Eni’s board approval comes shortly after Indonesia’s conversion to the gross-split scheme for the East Sepinggan PSC, and the approval of the revised field development plan under those terms.
Eni CEO Claudio Descalzi said, “The Merakes Development Project approval is an important step for our strategy in Southeast Asia, aimed at increasing both our presence and our production through organic growth.”
Also in December, Eni reported that it successfully drilled and tested the Merakes East well. The well was drilled to a depth of 11,155 ft in 5,223 ft of water, and encountered 49 ft of gas-bearing net sands in two distinct levels of Miocene age. Analysis of test data shows that in production configuration, the well can deliver 70 MMscfd of gas and 1,000 bpd of associated condensate.
Eni has been operating in Indonesia since 2001, and has a large portfolio of assets in exploration, production and development. As operator of the East Sepinggan Contract Area through its subsidiary. Eni East Sepinggan Limited, the company holds an 85% interest, while PT Pertamina Hulu Energi East Sepinggan holds the remaining 15%.

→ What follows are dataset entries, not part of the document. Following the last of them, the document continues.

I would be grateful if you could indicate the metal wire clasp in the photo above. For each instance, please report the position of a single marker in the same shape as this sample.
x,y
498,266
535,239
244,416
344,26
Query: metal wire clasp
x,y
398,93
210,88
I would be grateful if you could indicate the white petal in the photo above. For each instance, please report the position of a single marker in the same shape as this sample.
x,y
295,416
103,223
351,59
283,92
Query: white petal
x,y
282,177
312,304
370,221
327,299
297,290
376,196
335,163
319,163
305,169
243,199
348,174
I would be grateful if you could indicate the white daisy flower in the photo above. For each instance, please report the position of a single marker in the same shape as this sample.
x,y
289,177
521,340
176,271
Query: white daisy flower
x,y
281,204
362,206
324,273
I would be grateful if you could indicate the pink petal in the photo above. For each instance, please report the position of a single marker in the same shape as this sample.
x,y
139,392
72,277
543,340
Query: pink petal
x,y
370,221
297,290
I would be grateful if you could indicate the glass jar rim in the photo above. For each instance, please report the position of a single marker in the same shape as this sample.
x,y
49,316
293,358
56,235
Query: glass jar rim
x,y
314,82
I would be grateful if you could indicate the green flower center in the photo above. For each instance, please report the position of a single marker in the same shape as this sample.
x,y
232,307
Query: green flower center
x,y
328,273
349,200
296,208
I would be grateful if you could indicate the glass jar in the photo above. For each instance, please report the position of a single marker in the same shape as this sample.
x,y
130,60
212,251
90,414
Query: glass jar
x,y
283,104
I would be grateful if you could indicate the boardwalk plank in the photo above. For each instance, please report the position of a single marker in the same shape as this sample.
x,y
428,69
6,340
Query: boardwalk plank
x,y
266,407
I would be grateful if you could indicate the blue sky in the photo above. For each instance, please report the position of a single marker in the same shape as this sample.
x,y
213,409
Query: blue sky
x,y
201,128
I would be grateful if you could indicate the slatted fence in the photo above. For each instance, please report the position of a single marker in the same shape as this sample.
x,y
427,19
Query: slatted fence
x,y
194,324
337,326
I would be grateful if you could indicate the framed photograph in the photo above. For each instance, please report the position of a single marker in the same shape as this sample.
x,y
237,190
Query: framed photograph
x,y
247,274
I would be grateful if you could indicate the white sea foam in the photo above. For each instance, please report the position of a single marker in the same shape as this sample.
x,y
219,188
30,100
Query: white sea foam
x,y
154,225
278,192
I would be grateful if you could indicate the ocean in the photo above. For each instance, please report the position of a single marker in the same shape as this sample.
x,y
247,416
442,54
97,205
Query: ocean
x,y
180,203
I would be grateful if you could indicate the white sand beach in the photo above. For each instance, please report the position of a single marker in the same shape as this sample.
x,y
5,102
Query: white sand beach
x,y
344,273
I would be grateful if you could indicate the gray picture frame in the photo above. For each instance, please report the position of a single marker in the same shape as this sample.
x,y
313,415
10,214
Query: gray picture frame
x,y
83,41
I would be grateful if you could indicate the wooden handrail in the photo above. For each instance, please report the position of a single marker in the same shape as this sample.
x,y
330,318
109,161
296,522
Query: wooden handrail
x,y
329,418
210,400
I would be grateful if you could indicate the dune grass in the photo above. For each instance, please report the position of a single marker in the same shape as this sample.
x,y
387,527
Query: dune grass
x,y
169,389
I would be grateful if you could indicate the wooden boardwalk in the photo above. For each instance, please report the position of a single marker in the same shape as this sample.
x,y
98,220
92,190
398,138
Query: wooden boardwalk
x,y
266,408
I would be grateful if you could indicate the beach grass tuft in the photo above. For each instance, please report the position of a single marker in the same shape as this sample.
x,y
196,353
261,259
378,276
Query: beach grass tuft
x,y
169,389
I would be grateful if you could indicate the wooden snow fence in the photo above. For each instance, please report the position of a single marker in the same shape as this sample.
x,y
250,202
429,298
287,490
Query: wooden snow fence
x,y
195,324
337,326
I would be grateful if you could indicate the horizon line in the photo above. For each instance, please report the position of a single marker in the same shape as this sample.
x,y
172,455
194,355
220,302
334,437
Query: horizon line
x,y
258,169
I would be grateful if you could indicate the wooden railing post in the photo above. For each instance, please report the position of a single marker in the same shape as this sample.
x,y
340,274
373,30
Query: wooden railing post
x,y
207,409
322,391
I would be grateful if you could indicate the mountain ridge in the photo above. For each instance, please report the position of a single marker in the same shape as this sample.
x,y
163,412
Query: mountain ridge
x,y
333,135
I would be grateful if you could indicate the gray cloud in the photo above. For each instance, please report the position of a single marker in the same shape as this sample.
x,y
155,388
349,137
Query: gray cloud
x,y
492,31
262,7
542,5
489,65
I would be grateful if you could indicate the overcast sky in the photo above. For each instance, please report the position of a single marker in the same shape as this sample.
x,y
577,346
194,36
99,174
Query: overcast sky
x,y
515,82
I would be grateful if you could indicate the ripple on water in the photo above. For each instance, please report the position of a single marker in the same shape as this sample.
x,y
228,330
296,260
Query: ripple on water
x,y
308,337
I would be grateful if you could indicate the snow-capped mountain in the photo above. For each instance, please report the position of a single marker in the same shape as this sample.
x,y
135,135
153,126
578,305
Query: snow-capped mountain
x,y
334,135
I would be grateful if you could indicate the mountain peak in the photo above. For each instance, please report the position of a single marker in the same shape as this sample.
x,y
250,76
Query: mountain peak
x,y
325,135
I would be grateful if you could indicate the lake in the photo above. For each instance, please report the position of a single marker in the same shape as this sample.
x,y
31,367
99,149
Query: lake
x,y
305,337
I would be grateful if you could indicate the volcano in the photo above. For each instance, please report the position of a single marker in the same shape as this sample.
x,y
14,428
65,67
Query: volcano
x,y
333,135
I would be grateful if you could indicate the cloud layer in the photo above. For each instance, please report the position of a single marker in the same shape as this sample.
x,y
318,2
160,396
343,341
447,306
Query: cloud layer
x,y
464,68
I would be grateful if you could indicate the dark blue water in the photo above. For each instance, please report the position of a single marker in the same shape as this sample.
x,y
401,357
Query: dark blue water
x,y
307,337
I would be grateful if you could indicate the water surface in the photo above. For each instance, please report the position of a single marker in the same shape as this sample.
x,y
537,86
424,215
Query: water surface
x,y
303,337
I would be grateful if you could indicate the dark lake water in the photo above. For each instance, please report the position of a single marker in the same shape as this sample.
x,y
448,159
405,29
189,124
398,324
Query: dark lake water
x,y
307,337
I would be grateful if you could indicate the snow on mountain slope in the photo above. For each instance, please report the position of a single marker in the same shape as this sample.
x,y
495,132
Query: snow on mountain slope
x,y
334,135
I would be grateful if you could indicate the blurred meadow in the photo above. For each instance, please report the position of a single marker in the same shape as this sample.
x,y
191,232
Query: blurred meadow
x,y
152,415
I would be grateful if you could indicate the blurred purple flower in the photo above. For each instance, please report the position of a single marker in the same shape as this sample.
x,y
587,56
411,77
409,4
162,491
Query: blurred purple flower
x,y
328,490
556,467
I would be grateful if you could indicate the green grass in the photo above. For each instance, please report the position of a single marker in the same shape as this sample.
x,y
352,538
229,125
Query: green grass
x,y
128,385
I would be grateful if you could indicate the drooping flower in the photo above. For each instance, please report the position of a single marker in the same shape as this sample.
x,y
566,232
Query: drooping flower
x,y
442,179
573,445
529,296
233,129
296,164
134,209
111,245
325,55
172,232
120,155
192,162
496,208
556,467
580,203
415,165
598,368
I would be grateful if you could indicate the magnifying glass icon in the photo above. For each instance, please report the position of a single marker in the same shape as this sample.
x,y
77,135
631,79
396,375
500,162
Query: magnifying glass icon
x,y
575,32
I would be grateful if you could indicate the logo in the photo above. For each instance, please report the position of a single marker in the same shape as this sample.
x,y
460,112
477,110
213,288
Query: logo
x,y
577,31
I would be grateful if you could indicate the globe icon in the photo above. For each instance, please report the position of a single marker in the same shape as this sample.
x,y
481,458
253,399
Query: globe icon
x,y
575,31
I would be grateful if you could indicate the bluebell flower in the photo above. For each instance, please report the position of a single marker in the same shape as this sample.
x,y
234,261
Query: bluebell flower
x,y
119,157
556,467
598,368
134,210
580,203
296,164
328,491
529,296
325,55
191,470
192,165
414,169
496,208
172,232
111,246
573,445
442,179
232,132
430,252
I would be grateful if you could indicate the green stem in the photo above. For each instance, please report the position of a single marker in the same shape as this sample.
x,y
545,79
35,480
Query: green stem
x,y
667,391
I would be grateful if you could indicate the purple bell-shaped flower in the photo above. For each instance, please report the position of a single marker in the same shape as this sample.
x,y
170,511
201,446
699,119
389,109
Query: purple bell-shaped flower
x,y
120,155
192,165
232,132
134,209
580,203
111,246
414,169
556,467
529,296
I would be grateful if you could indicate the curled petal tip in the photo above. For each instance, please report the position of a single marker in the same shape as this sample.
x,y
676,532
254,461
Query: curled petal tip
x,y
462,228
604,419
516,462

Premier Oil. Premier has a 28.67% operated interest in the producing license of Natuna Sea Block A in Indonesia. The Natuna Sea Block A consists of four separate producing fields that have been developed via a combination of platforms and subsea tie-backs to the Anoa facility and the Gajah Baru WHP and CPP.
West Natuna Exploration Limited (WNEL). This local firm is owned by Conrad Petroleum (90%) and Empyrean Energy PLC (10%). In turn, WNEL holds 100% of the Duyung PSC offshore Indonesia, as of August 2018. The contract covers an offshore permit of approximately 1,100 km2 in the prolific West Natuna basin. The main asset in the block is the Mako shallow gas discovery. In addition, numerous prospects and leads have been identified in the block, using 3D seismic data.
Empyrean participated in the appraisal well Mako South-1, drilled in June 2017. The well was drilled, using a jackup rig in a water depth of 308 ft. The well reached TD on June 22, 2017.